If You’re Not Ready for a Car Yet: Some Options

If you’re in the early stages of your move and need to sort transport before you’ve sorted the licence situation, there are a few options worth knowing about.

Long-term car rental has grown significantly as an option in Italy. Companies like SIXT offer extended rental periods that can work for a few months while you settle in. For expats who aren’t yet residents – or who want a hassle-free arrangement without dealing with Italian insurance, bollo (road tax), and maintenance – noleggio a lungo termine (long-term rental, often called NLT) is worth exploring. The biggest player in Italy is Leasys (part of the Stellantis group), which offers contracts typically from 24 to 60 months that bundle insurance, maintenance, and roadside assistance into a single monthly fee. Hertz, Avis, og Europcar all operate in Italy and offer extended rental options too. For non-EU residents who haven’t yet established residency, European lease programmes through Auto Europe eller Motorvana can offer a tax-efficient way to have a vehicle for a medium-term stay. Worth getting a few quotes and comparing, as the options and costs vary considerably depending on your situation.

The Bottom Line

Living in Italy without a car is muligt. In the right city, in a central location, for a certain kind of daily life, it can even be comfortable. But it comes with real constraints, and most of the expats I’ve spoken to who tried it eventually got a car anyway.
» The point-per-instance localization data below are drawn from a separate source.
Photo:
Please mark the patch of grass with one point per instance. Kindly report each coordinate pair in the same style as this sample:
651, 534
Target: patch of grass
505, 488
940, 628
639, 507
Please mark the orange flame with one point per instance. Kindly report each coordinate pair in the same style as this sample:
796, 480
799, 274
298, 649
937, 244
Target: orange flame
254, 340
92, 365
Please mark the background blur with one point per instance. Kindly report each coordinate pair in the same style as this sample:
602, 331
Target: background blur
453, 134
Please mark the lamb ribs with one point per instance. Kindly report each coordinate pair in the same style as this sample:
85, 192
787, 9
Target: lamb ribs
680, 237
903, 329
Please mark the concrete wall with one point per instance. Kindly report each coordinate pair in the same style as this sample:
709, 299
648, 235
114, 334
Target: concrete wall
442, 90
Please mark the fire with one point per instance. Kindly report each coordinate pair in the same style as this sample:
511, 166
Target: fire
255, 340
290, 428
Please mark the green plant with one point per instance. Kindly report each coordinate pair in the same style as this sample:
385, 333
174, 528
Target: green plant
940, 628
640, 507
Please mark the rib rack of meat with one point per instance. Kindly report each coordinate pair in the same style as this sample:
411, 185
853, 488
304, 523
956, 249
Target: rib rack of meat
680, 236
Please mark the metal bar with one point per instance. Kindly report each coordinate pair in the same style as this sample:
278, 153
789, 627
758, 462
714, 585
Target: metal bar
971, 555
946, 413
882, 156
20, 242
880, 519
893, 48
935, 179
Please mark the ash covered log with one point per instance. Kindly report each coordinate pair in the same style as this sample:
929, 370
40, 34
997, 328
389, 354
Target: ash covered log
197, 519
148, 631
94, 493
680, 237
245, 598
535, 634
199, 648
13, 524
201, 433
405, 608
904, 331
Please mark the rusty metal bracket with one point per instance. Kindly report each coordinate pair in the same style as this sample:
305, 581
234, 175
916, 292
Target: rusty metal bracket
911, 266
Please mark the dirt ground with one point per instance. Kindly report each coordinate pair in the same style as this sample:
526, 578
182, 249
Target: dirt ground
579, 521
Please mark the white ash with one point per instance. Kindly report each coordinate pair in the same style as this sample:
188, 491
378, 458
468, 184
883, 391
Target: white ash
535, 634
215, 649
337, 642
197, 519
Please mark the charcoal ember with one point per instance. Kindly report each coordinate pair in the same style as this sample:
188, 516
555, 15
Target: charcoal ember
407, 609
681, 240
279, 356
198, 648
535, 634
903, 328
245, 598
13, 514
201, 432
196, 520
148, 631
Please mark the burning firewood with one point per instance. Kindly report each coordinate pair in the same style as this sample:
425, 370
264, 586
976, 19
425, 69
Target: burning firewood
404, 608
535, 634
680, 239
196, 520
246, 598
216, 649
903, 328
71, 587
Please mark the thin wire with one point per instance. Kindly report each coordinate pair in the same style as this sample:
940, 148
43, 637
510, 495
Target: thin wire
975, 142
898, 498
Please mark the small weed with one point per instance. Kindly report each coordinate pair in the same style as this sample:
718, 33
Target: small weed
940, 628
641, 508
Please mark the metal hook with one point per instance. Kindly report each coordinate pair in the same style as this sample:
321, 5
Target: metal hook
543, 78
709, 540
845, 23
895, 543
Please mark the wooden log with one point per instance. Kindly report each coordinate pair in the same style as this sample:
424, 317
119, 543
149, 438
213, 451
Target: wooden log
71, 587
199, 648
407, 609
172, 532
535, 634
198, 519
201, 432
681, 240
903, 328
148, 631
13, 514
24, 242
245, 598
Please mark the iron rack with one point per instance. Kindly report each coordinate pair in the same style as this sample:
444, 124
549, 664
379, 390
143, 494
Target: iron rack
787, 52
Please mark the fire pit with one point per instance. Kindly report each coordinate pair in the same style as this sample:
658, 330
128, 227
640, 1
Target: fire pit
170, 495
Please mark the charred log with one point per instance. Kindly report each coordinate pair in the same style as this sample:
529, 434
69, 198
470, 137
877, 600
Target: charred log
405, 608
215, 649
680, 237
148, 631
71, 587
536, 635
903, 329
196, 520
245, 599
Italy is not a country that has invested uniformly in offentlig transport, and outside the major cities, the network reflects that. Buses stop early. Trains skip small towns. The countryside – which is half the reason people move here – is almost entirely car country.

If the driving licence process feels daunting, we’ve got a Fuld guide on what it actually involves. But my honest advice? Factor it in from the start. Deal with the licence, sort a car, and give yourself the full Italy – not just the version you can reach on foot.

Bo i Italien uden bil
Is It Really Possible to Live in Italy Without a Car?